How later courts have treated it
Subsequent decisions have treated Mentink as reinforcing rather than revolutionising the law. In SZTRY v Minister for Immigration and Border Protection [2015] FCA 81 at [26] the Federal Court cited Griffiths J’s adoption of the Seiler passage when refusing an extension where the substantive grounds were found to be “hopeless”. Mentink was distinguished on the basis that the applicant there could point to no arguable jurisdictional error.
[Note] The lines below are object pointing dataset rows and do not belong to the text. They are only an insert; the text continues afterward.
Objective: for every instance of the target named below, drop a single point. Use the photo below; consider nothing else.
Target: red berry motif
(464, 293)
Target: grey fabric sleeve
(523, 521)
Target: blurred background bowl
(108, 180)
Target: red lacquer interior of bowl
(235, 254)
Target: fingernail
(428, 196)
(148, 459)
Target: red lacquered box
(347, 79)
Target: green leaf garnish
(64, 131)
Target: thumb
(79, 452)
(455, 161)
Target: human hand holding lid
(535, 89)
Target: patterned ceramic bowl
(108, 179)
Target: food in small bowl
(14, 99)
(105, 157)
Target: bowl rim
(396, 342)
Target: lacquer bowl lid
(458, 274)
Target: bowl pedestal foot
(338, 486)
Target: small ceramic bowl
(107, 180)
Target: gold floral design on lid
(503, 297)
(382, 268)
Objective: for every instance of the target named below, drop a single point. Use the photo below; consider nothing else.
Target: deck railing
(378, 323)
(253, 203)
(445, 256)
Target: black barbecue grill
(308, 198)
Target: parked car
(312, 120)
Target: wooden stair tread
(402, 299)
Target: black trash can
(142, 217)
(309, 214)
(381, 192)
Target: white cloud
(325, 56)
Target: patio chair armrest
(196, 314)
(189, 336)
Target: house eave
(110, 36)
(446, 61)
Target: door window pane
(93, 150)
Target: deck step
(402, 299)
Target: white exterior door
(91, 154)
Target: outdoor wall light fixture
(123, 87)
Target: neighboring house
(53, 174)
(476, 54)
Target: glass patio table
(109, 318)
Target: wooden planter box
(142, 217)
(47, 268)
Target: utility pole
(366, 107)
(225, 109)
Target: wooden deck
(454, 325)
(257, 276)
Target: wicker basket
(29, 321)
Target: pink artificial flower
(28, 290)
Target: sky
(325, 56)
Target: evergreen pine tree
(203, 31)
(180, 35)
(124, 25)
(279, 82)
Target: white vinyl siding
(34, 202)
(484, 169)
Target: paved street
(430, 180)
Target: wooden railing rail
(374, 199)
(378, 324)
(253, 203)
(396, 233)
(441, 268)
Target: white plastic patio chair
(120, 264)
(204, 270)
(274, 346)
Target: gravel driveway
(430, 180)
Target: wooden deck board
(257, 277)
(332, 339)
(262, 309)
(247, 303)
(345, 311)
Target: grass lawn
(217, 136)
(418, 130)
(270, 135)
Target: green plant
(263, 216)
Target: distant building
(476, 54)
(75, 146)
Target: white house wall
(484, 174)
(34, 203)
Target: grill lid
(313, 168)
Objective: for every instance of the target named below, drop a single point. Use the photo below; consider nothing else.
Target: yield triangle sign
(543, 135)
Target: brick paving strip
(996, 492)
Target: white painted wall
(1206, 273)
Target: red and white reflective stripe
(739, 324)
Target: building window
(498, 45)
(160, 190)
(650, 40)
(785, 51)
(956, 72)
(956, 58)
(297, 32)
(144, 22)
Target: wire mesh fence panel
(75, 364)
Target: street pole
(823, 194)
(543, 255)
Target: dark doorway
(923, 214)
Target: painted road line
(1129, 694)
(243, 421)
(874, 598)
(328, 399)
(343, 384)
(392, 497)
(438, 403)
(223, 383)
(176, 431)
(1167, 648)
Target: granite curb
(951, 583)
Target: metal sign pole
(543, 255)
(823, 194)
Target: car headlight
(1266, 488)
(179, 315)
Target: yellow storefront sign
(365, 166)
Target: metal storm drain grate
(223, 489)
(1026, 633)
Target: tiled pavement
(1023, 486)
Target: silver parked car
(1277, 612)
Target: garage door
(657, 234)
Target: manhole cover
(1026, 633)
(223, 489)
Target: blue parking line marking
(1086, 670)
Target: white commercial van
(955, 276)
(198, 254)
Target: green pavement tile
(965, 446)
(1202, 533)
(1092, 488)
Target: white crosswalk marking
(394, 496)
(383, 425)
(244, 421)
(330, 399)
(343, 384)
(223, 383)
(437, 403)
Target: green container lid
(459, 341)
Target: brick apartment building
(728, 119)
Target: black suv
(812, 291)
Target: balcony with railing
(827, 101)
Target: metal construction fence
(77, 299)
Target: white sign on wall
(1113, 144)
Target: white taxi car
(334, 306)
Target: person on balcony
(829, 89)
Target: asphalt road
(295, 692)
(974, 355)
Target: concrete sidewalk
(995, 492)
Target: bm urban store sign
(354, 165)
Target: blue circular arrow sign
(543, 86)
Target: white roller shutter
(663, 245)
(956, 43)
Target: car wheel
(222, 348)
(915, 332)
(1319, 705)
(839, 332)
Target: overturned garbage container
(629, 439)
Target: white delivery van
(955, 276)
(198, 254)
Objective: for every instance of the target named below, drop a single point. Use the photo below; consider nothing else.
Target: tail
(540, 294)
In migration appeals the Full Court in MZAFZ v Minister for Immigration and Border Protection (2016) 243 FCR 1 at [29] referred to Mentink when emphasising that an extension application is not the occasion for a “mini-trial”. More recently, in DFQ17 v Minister for Immigration, Citizenship, Migrant Services and Multicultural Affairs [2019] FCAFC 226 at [52] the Full Court cited Mentink for the proposition that a court should not refuse an extension merely because the applicant’s prospects appear weak, provided they are not hopeless.
Administrative law practitioners also rely on it in freedom-of-information and integrity-commissioner contexts when arguing that a minister’s failure to mention a central conflict-of-interest allegation in reasons can ground a Tickner v Chapman style “no active intellectual process” claim at the extension stage. No court has criticised or limited Mentink; it is usually cited with approval as an orthodox application of Hunter Valley and Seiler to a concrete set of FOI-derived facts.
Still-open questions
Several questions remain unresolved after Mentink. First, how much internal departmental or ministerial briefing material must an applicant obtain via FOI before a court will be satisfied that an “active intellectual engagement” argument is more than speculative? The majority noted at [45] that further evidence might be obtained on discovery, but gave no guidance on the circumstances in which a court should order discovery on an extension application itself.
Second, what is the position where the decision-maker’s reasons are statutorily exempted (as parts of the LEIC Act decision were under Schedule 2 to the ADJR Act)? Pagone J placed weight on the exemption; the majority did not find it determinative. Future cases may need to clarify whether the absence of detailed reasons can itself support an inference of non-consideration when weighed against FOI documents that reveal the true deliberative process.
Third, the precise boundary between a “weak but arguable” case and one that is “hopeless” remains impressionistic. Mentink illustrates that complete silence on a central complaint can cross the line into arguability, but does not provide a checklist. Later courts will continue to wrestle with how much “active intellectual engagement” must be visible on the face of the materials at the extension stage before the case tips from arguable to bound to fail.
Finally, the decision leaves open whether the same level of caution applies to applications for leave to appeal from interlocutory decisions or to extensions of time in other statutory regimes (for example, tax appeals or civil penalty proceedings). While the underlying principle is likely to be applied by analogy, the Full Court has not yet authoritatively pronounced on the point.
Most practitioners do not realise that Mentink subtly shifted the centre of gravity in extension applications away from early merits prediction and toward a more generous gate-keeping role. In an era of increasing FOI use by self-represented litigants, the decision provides a practical lever to ensure that apparently serious procedural fairness or jurisdictional error arguments receive their day in court rather than being dismissed on a preliminary assessment of incomplete evidence. That practical consequence, grounded in the specific facts about Mr Sellars’ undisclosed ongoing role, is what makes the case continue to repay close study by those who regularly appear in federal administrative law matters.